“Most Americans” and “This message has no content”

There are these nuggets of meaning (or anti-meaning) floating around

Zika fears, Pokéstops

Two presidential candidates

Each holding silk screened banners

The lesser of two evils!

2016, 

When “most Americans”

Were once again depicted by 

The hastily gathered

Opinions of just a few of us

Through the ghostly-lit rectangular screen

The message seems important somehow

But when we look further

The news is bleak-

This message has no content

Quest

gone too long

A litany of good-byes 

Signifying everything 

We want from Light

The shapes of letters resemble

Hands raised in supplication

Bottomless things

Somewhere in between I find you

In the story you beg me not to tell

Even though you are the hero of it

The boy who quietly 

Saves the headstrong girl

From so many foolish choices

Cleaning house

the lovely stranger

Tells us all

If this thing in front of you 

Doesn’t give you joy throw it

Away

I kinda wonder about the ordinary scrub brushes thrust into the most terrible places

Do you discard them too?

Replace them with newer ones without the dark history?

Maybe keep them away from the crap

Which tangentially reminds me of

Poor Thomas Crapper–

Bringing us into modern hygiene at the expense of the family name

Don’t worry, Thomas

Your job may be thankless

Your name synonymous with 

Well, crap

But I won’t forget you

Joy may be a too-strong word

For preventing public health catastrophe

But somebody gotta do it, TC

Somebody for all the rest 

Our ordinary demise

While the crucifixion of Christ is overwhelmingly unbearable, the deaths of ordinary humans are awful enough.

We are all certain things when we die.

The cessation of breath is a terrifying thing.  Add to that helplessness and pain–most of us avoid death the way you would avoid the edge of an unforgiving precipice or an unguarded incinerator.

John the Baptist’s death is no exception.  He died as a direct result of powerful people’s sin.  He died in chronological and geographical proximity to Jesus.

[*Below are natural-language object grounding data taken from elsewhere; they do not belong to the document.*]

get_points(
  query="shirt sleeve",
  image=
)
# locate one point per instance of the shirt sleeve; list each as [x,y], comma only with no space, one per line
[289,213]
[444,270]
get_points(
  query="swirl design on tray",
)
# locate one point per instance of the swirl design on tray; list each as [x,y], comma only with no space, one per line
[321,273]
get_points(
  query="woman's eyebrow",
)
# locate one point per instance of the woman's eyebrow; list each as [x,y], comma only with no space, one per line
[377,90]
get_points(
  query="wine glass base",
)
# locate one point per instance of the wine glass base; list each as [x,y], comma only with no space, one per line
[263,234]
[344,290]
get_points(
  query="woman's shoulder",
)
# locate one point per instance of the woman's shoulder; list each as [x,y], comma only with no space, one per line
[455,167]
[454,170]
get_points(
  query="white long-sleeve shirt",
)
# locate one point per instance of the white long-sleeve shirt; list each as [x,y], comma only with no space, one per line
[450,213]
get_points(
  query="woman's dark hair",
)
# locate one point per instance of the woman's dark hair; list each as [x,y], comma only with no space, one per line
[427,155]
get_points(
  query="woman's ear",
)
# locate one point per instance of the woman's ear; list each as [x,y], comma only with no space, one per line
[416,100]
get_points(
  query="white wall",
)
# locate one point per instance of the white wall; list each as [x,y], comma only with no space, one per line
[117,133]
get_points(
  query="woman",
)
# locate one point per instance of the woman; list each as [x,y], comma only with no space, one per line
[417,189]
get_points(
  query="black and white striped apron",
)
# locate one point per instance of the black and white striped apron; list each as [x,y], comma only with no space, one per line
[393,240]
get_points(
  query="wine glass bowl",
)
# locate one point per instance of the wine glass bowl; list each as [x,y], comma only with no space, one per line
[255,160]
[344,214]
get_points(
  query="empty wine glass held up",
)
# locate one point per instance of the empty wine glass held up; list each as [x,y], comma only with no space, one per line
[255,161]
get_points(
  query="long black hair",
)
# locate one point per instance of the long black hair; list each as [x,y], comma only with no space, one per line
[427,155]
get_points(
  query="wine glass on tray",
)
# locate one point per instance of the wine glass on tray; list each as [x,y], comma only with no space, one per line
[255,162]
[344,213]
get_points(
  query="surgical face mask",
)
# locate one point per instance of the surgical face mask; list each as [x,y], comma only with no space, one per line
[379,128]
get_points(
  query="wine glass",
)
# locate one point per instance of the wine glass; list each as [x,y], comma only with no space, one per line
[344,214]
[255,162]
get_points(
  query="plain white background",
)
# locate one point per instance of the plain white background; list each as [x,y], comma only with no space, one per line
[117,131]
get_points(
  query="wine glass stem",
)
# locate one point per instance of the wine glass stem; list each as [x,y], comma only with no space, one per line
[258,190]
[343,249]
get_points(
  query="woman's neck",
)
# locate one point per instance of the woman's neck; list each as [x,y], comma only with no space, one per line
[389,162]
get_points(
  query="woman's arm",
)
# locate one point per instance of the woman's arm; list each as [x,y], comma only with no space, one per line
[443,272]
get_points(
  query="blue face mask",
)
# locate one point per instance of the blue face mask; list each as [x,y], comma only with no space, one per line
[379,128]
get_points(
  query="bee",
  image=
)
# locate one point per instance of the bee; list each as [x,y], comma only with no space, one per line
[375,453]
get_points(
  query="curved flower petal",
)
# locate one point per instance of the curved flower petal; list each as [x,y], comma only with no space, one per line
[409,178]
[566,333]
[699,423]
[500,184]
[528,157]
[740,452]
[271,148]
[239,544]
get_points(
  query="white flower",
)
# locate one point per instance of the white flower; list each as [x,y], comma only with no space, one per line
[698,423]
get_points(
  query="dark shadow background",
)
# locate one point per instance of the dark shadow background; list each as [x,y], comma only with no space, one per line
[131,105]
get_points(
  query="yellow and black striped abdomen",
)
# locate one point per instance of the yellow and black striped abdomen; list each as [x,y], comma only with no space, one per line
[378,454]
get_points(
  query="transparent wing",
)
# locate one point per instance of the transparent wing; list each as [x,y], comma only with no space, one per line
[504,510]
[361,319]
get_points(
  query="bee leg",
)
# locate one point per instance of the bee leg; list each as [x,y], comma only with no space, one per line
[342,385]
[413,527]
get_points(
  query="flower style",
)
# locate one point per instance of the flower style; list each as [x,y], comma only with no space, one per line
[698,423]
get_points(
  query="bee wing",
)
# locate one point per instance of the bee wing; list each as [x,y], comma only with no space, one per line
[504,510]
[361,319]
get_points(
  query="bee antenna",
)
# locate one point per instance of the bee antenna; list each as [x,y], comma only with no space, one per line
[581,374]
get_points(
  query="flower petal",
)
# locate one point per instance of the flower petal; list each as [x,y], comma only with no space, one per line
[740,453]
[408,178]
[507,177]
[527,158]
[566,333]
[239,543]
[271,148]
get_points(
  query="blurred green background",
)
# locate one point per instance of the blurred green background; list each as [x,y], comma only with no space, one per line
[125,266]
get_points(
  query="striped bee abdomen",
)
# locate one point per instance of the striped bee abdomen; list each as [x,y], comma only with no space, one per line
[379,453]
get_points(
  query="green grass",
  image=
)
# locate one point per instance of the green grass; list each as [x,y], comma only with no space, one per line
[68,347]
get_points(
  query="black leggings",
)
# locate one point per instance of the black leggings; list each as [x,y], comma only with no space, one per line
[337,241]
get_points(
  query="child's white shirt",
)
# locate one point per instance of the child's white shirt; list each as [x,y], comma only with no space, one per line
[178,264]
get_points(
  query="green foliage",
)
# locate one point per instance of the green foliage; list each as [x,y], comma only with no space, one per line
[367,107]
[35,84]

The howl of the unfairness of it all is unmistakable.

Which is why I stick close to men like him.  What if John had not questioned Jesus?  What if his grief and doubt had not been recorded in the Gospel?

…I would have fewer answers for my lesser questions…and one fewer member of my support group.

And a narrower understanding of Jesus–no Santa Claus god.  Jesus commands us to focus on both who He is and what He does for us on the most primal level.

He gives us back the one thing we can never get back ourselves–eternal life.

The death of every human may seem inevitable, but who we trust with the forever after makes all the difference.

To John the Baptist and every ordinary me.

He came in disguise

I have told my kids (on too many occasions) that I would love to see a spy movie in which the main character’s spy skills are demonstrated by the character’s thorough-going appearance transformations.

He would become she, young and handsome would morph into old and frail, fat to thin, and tall to short…by assigning entirely different actors to play the part in unbroken succession.

Then it occurs to me that is what Jesus did–He came in disguise.  Clues for this theory are in the Gospels–the transfiguration (why take only three disciples?), the times when He prohibits the healed from blabbing about their transformations, the healing of Jairus’ daughter (again, only three disciples?) and then those times after His resurrection when people don’t recognize Him.

God in disguise.

It makes sense when you see Him described in other places in the Bible.  Excuse my French, but Jesus in His “real form” is unmistakably bad-ass. 

Which brings me to the most haunting part of this story of voluntary disguise.  

The Lord of glory, Creator of the universe, Beginning and the End, Lion of the tribe of Judah, naked, eviscerated, gasping on the Cross.

My death.  This is the purest place for me to see who I really am–the person who deserves this terrible end.

He wraps Himself in the vortex of hell to give us access to heaven–undisguised.